As the off-peak capacity is fully used, the utility has to install 1 kW of off-peak capacity. As the off-peak capacity will be available for peak load as well, the peak capacity will be reduced by 1 kW. The cost of supply can be written as:

$$ {\text{C}}2 = \left( {{\text{X}} + 1} \right)\left( {{\text{a}} + {\text{f}} \cdot {\text{T}}} \right) + \left[ {Y - \left( {X + 1} \right)} \right]\left( {b + g \cdot H} \right) $$
(9.27)

The incremental cost is given by

$$ \Delta {\text{C}}2 \, = {\text{ C}}2 \, {-}{\text{C}} = \left( {{\text{a}} + {\text{f}} \cdot {\text{T}}} \right){-}\left( {{\text{b}} + {\text{g}}.{\text{H}}} \right) = \left( {{\text{a}} - {\text{b}}} \right) + \left( {{\text{f}} \cdot {\text{T}}{-}{\text{ g}} \cdot {\text{H}}} \right) $$
(9.28)

From Eq. 9.27, (a − b) = (g − f).H

Replacing Eq. 9.27 in Eq. 9.28, we get

$$ \Delta {\text{C}}2 = {\text{f}} \cdot \left( {{\text{T}} - {\text{H}}} \right) $$
(9.29)

The supplementary cost is equal to the cost of running the off-peak capacity during the off-peak hours (T − H).

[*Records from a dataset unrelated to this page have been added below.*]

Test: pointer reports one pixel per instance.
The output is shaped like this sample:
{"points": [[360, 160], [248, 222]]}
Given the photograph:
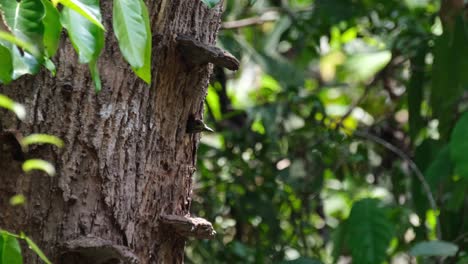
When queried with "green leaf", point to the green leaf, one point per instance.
{"points": [[17, 200], [19, 42], [87, 38], [52, 28], [11, 105], [434, 248], [36, 249], [10, 250], [440, 169], [145, 72], [41, 139], [211, 3], [369, 232], [24, 63], [459, 146], [24, 19], [129, 29], [363, 66], [89, 11], [37, 164], [450, 55], [6, 65]]}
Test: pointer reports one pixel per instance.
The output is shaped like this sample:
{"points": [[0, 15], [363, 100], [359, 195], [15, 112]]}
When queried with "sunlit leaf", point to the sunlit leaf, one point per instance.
{"points": [[145, 71], [36, 249], [52, 28], [6, 65], [361, 67], [41, 139], [369, 232], [85, 8], [24, 19], [20, 43], [87, 38], [10, 250], [11, 105], [129, 28], [37, 164]]}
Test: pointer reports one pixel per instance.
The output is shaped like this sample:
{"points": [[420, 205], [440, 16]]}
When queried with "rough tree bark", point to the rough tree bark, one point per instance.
{"points": [[128, 159]]}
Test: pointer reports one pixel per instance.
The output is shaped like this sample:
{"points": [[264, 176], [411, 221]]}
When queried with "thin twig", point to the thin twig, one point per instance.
{"points": [[414, 168], [252, 21]]}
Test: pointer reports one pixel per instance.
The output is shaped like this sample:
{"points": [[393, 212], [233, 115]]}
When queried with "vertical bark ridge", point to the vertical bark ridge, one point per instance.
{"points": [[127, 158]]}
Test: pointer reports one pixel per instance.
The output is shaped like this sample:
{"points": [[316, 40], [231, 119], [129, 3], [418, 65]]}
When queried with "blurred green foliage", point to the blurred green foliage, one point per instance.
{"points": [[342, 137]]}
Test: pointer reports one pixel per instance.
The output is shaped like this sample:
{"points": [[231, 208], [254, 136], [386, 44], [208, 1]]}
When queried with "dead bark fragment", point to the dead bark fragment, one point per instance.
{"points": [[187, 226], [198, 53], [100, 251]]}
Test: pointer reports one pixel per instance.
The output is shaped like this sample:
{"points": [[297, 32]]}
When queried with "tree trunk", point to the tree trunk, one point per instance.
{"points": [[127, 160]]}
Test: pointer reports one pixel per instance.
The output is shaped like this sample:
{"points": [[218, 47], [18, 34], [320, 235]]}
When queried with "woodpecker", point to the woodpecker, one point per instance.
{"points": [[197, 126]]}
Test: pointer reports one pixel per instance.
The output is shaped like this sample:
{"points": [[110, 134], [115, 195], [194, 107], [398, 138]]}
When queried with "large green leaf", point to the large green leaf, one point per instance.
{"points": [[145, 71], [24, 62], [87, 9], [129, 28], [52, 28], [369, 232], [10, 251], [37, 164], [459, 146], [434, 248], [24, 19], [86, 37], [363, 66]]}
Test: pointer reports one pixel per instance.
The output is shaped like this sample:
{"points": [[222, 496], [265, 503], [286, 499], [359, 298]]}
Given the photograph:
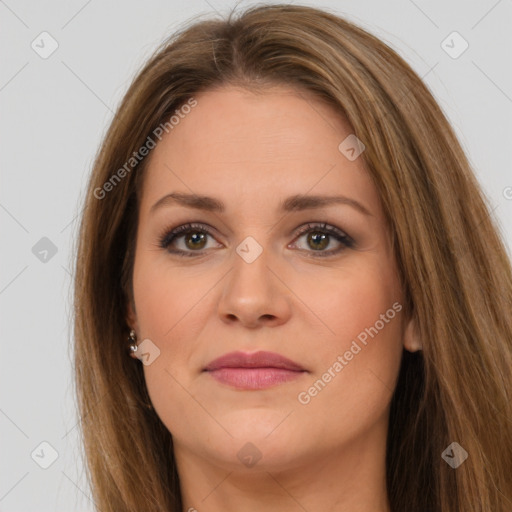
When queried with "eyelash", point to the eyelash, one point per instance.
{"points": [[168, 237]]}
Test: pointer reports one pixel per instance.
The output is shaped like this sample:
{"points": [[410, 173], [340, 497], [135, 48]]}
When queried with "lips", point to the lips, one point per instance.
{"points": [[255, 360], [257, 371]]}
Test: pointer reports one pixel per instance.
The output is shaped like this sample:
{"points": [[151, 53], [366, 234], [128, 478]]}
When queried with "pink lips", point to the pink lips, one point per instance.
{"points": [[258, 370]]}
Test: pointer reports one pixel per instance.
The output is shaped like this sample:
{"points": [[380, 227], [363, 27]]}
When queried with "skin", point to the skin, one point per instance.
{"points": [[252, 151]]}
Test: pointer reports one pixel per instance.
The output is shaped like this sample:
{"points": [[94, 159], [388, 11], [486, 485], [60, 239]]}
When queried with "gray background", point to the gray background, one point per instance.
{"points": [[54, 112]]}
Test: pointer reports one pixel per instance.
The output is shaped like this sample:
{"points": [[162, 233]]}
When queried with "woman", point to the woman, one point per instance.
{"points": [[284, 234]]}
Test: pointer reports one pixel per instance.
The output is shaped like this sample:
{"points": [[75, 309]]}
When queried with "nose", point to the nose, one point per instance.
{"points": [[255, 293]]}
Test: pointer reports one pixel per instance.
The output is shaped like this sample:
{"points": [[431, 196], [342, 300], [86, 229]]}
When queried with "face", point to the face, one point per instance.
{"points": [[315, 283]]}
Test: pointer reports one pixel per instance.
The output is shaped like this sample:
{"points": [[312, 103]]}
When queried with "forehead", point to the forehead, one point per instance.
{"points": [[256, 145]]}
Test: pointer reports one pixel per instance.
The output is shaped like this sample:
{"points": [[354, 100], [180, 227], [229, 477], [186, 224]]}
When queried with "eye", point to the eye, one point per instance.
{"points": [[319, 237], [194, 239]]}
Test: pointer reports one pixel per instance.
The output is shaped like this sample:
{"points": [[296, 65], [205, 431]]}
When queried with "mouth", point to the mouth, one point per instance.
{"points": [[254, 371]]}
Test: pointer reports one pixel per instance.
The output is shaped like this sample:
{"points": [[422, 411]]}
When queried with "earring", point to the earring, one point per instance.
{"points": [[133, 342]]}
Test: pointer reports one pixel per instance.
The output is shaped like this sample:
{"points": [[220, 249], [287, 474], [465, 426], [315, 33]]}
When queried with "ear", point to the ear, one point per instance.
{"points": [[131, 320], [411, 340]]}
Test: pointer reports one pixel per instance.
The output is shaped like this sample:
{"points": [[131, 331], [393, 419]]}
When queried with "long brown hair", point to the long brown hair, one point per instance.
{"points": [[455, 271]]}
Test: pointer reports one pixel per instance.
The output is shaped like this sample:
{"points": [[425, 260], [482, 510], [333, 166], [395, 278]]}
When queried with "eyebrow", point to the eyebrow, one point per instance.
{"points": [[292, 203]]}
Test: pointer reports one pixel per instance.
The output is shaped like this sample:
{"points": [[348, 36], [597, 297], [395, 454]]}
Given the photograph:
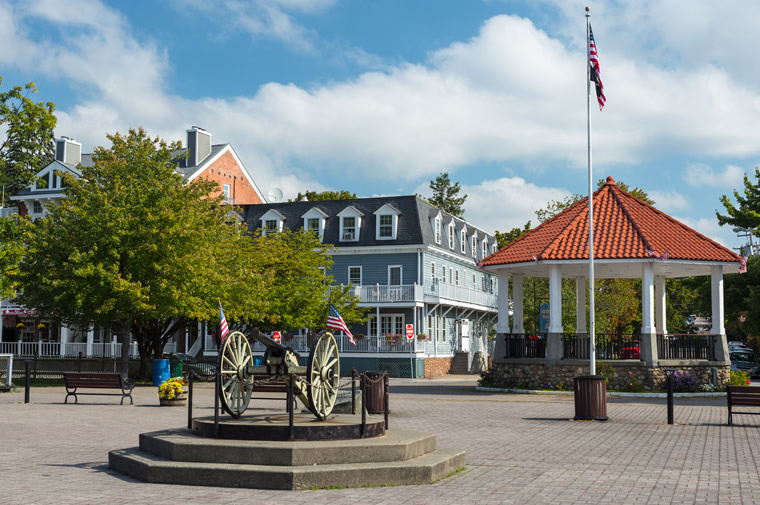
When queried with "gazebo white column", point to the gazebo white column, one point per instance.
{"points": [[517, 304], [718, 313], [648, 332], [502, 304], [660, 311], [554, 339], [580, 305]]}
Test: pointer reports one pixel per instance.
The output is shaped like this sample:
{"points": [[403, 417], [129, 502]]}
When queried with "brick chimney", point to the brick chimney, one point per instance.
{"points": [[198, 145], [68, 151]]}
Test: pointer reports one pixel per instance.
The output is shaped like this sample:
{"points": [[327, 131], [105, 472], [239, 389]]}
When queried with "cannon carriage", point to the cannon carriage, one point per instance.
{"points": [[315, 384]]}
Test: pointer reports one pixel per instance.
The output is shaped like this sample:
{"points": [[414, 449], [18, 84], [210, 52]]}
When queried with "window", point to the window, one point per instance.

There is no fixed cost attached here and hence consumers coming to the grid during off-peak hours should pay only the running cost.

Case 3: Demand increases during the entire period

In this case, the total demand increases by 1 kW throughout. The total cost of supply is given by:

$$ {\text{C}}3 = \left( {{\text{X}} + 1} \right)\left( {{\text{a}} + {\text{f}} \cdot {\text{T}}} \right) + \left( {{\text{Y}} - {\text{X}}} \right)\left( {{\text{b}} + {\text{g}} \cdot {\text{H}}} \right) $$
(9.30)

Hence, the incremental cost is given by

$$ \Delta {\text{C}}3 = {\text{a}} + {\text{f}} \cdot {\text{T}} . $$
(9.31)

This suggests that the total incremental cost of supply has to be borne by the consumers in this case.